Aber, wie wäre es denn damit: wären doch die anderen anders gewesen! Warum das Gute sich anders wünschen, wenn doch die schlechten Menschen einfach anders, eben einfach "gut" hätten sein müssen?

Du hast dir selbst in meinen Augen überhaupt nichts zu verzeihen. Das hast du, wie ich vermute, viel zu lange schon versucht. Ohne, dass du es dir schuldig gewesen wärst. Das Gegenteil ist nämlich der Fall. Du hast alle Gründe, die ich finden kann, dir selbst und deinem früheren Selbst zu danken und dich dafür zu lieben, dass du Liebe, Gefühle, Wünsche, Träume, Mut, Willen und Hoffnung nie verloren oder aufgegeben hast!

Das ist eine ganz beachtliche Leistung! Die mich persönlich im Übrigen sicher darin sein lässt, dass du eine gute, eine hervorragende Mutter sein wirst.


Zu deiner Frage, ob du die Peiniger der Vergangenheit konfrontieren solltest: Ja! Das solltest Du.

Und du solltest dabei keine Rücksicht nehmen. Das einzige, worauf du dabei Rücksicht nehmen solltest, ist in meinen Augen allein der Zeitpunkt. Allein DU legst nämlich den Zeitpunkt dafür fest, was zunächst obligatorisch und sinnlos klingen mag, aber folgenden Hintergrund hat: dein inneres Ich sollte dafür den Punkt erreicht haben, dass dir nicht die Reaktion der Peiniger bedeutsam sein sollte. Denn die können mitunter unterschiedlich sein, von einsichtig, reumütig bis uneinsichtig. Je nachdem, wie sich die soziale Intelligenz derjenigen weiter-, oder eben zurückentwickelt haben wird.

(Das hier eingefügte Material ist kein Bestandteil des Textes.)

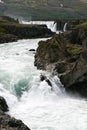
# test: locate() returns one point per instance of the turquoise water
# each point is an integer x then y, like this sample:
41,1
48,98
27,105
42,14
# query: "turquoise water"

Allein DIR gegenüber sollte das Ansprechen der Peiniger von Nutzen sein, unabhängig von ihrer Reaktion. Du solltest erst den Punkt erreicht haben zu wissen, dass die Reaktion der Peiniger eigentlich keine Rolle spielt. Jedenfalls nicht für dich. Sondern dass DEINE Reaktion auf die Peiniger von einst das ist, worum es hier tatsächlich geht. Dass du ihnen damit nämlich zeigst, wie schwach sie waren. Und wie stark du warst. Und es heute sogar noch mehr bist!